If solar power is to become a primary source of electricity around the world, we’ll need cheap ways to store energy from the sun when it isn’t shining. A paper published in the journal Science this week reports a major step toward such a system. Researchers have developed a device that cheaply and efficiently converts the energy in sunlight into hydrogen, which can be used as a fuel and is easily stored.
Michael Graetzel, who directs the Laboratory of Photonics and Interfaces at the Ecole Polytechnique in Lausanne, Switzerland, along with colleagues in Korea and Singapore, built a device that uses electricity and catalyst materials to make hydrogen and oxygen from water. This new “water splitter,” as such devices are known, is highly efficient, uses cheap and abundant materials, and is easy to make.
Researchers have been pursuing solar-powered water splitting for decades, and while they’ve shown great performance in one or two parts of such a device, no one has built a complete system that’s practical.

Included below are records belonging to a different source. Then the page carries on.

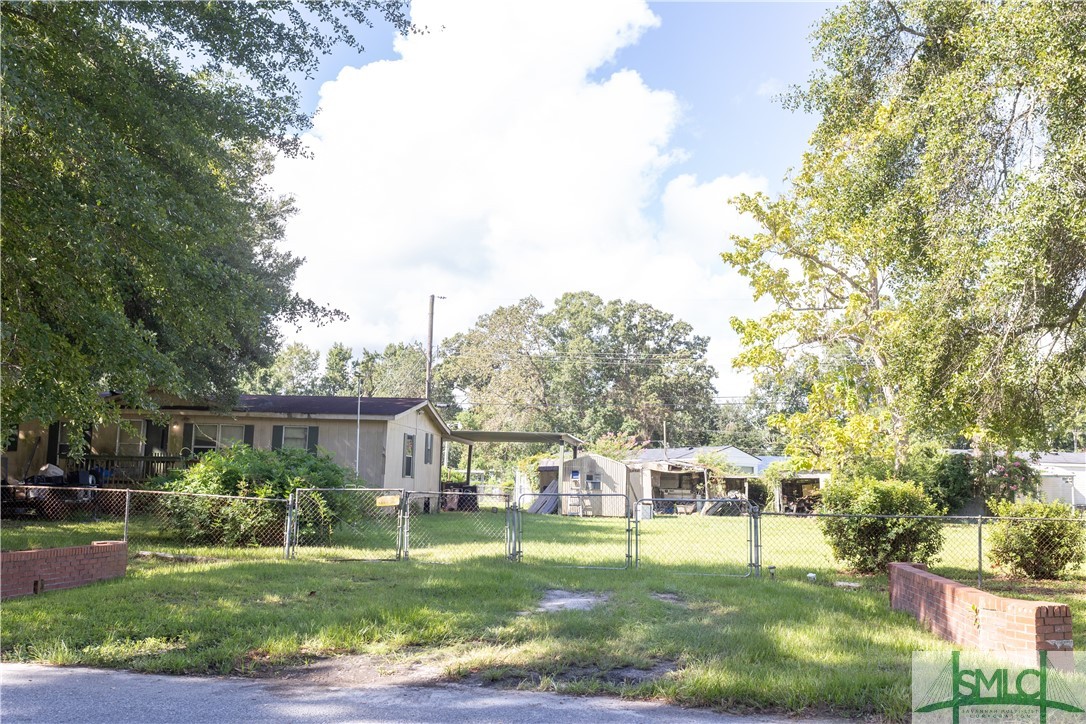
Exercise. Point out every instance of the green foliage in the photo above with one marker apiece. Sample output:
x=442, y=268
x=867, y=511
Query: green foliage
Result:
x=933, y=228
x=586, y=367
x=719, y=468
x=1047, y=542
x=616, y=446
x=139, y=239
x=840, y=432
x=947, y=479
x=758, y=493
x=243, y=471
x=398, y=371
x=870, y=544
x=295, y=371
x=1006, y=479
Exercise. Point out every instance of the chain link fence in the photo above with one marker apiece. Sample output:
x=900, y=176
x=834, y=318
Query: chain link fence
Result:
x=585, y=530
x=968, y=549
x=711, y=536
x=447, y=528
x=345, y=523
x=720, y=536
x=204, y=525
x=151, y=521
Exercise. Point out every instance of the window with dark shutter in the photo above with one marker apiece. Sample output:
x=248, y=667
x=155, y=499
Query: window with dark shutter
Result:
x=408, y=456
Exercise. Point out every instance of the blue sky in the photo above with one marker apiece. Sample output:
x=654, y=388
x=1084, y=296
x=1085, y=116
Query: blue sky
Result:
x=542, y=148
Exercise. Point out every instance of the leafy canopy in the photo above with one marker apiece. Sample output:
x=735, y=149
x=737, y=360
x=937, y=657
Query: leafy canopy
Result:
x=935, y=228
x=139, y=245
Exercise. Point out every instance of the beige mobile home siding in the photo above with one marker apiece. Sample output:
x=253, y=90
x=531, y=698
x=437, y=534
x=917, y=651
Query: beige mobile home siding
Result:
x=613, y=479
x=427, y=478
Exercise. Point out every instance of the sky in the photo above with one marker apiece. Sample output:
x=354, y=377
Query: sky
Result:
x=542, y=148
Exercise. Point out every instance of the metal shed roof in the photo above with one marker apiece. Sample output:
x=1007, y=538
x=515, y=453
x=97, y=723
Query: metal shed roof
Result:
x=472, y=436
x=327, y=405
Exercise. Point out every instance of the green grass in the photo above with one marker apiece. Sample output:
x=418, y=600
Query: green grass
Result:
x=753, y=644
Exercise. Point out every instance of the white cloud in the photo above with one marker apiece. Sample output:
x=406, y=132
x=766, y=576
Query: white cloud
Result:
x=487, y=164
x=769, y=88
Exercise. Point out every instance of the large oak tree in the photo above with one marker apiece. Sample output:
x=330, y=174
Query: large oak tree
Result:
x=936, y=230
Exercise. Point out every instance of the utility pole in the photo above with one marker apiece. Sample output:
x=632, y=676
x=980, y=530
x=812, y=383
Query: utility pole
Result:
x=429, y=350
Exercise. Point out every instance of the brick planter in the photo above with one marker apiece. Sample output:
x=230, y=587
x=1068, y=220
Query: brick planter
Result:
x=976, y=619
x=25, y=572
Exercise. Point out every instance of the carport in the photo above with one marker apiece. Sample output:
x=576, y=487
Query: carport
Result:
x=470, y=437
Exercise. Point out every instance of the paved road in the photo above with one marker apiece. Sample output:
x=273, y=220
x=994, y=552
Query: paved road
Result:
x=47, y=695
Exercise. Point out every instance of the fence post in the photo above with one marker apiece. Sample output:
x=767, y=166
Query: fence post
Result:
x=287, y=528
x=756, y=541
x=128, y=499
x=404, y=525
x=980, y=550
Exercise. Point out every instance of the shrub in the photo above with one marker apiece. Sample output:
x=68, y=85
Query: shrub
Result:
x=244, y=471
x=870, y=544
x=947, y=479
x=1047, y=541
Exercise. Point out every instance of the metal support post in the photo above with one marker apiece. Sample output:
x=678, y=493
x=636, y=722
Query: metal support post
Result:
x=405, y=525
x=128, y=499
x=980, y=550
x=286, y=526
x=756, y=541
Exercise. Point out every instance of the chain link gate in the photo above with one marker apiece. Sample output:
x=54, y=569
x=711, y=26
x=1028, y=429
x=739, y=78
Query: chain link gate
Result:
x=455, y=526
x=586, y=530
x=703, y=536
x=356, y=523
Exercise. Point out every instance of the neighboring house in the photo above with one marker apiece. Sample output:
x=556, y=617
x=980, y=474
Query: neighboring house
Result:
x=1062, y=477
x=395, y=442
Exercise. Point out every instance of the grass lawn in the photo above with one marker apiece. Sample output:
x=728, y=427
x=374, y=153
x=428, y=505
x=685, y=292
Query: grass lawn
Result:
x=737, y=644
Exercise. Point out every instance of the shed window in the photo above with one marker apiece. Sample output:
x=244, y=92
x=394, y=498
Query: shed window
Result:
x=408, y=456
x=295, y=436
x=215, y=436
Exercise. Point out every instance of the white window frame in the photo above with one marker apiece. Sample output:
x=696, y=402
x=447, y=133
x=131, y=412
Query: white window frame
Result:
x=305, y=436
x=213, y=431
x=408, y=461
x=140, y=437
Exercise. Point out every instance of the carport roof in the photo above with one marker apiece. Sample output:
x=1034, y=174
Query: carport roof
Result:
x=472, y=436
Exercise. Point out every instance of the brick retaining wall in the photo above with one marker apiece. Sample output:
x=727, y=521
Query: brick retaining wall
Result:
x=976, y=619
x=25, y=572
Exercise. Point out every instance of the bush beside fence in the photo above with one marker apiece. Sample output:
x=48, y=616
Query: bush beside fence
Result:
x=376, y=523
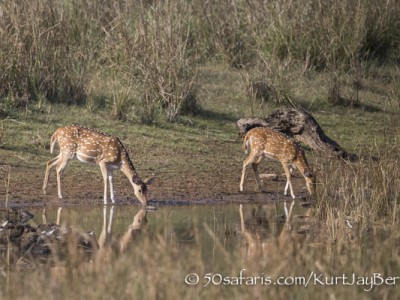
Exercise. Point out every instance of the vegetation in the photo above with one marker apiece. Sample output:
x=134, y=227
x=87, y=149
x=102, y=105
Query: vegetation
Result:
x=171, y=78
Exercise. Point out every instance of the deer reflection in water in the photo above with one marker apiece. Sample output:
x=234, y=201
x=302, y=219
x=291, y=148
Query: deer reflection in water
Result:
x=108, y=245
x=263, y=230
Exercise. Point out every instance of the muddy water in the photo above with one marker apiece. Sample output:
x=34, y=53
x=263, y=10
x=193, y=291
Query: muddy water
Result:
x=181, y=226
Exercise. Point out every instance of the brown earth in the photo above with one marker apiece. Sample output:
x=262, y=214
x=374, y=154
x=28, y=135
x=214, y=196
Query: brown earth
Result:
x=211, y=183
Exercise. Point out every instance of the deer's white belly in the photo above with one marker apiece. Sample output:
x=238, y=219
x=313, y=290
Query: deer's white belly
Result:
x=85, y=158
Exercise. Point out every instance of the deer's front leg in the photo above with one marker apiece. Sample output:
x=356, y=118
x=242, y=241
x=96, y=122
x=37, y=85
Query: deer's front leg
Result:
x=104, y=172
x=288, y=180
x=63, y=161
x=110, y=180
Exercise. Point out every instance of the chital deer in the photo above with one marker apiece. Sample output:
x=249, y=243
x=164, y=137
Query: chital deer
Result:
x=265, y=142
x=89, y=145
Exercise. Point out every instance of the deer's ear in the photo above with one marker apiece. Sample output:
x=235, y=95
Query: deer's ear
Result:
x=308, y=173
x=149, y=181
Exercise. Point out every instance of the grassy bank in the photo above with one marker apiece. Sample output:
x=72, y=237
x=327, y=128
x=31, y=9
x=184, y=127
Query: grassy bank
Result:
x=170, y=79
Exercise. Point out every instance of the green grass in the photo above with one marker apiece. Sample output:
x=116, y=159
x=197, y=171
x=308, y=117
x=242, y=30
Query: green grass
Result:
x=107, y=87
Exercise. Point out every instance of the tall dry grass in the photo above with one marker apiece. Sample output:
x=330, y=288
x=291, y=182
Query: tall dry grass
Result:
x=140, y=58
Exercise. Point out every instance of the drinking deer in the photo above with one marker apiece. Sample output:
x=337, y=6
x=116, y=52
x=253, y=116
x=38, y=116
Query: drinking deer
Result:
x=265, y=142
x=92, y=146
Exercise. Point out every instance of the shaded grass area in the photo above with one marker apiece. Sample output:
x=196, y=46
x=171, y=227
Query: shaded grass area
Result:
x=200, y=157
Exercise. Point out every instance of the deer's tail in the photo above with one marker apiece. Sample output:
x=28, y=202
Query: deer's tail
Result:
x=53, y=140
x=246, y=143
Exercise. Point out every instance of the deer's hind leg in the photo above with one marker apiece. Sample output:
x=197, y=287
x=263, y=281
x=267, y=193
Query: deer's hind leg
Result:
x=50, y=164
x=254, y=159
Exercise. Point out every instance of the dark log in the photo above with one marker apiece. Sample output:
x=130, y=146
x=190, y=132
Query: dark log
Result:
x=300, y=125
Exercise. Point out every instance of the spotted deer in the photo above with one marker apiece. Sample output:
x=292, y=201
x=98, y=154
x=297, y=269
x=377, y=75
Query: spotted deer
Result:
x=91, y=146
x=265, y=142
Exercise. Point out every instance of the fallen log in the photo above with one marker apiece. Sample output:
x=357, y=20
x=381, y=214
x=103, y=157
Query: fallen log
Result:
x=300, y=125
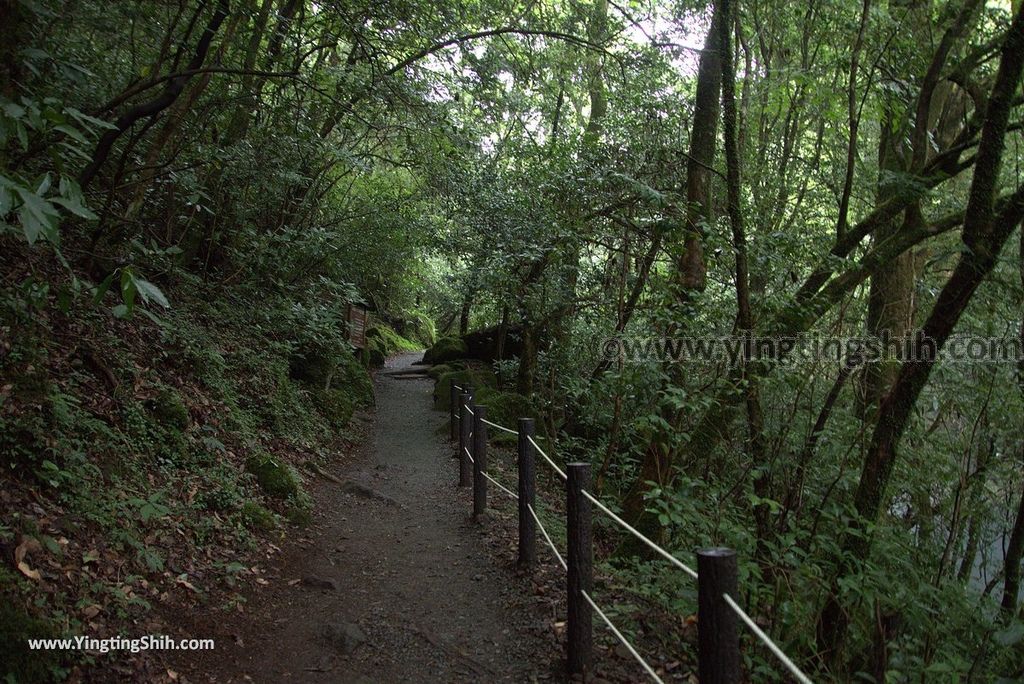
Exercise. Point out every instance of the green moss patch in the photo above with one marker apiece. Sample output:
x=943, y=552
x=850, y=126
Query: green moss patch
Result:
x=477, y=377
x=16, y=660
x=445, y=349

The new device is remarkable because it meets three of the four criteria needed for a practical device: high efficiency, low cost, and the use of abundant materials (so it can be used at a large scale). The next step is to meet the fourth criterion—reliability. The device uses novel, relatively high-voltage solar cells to generate the needed electricity, along with inexpensive new catalyst materials based on nickel and iron for two electrodes—one produces hydrogen and the other makes oxygen.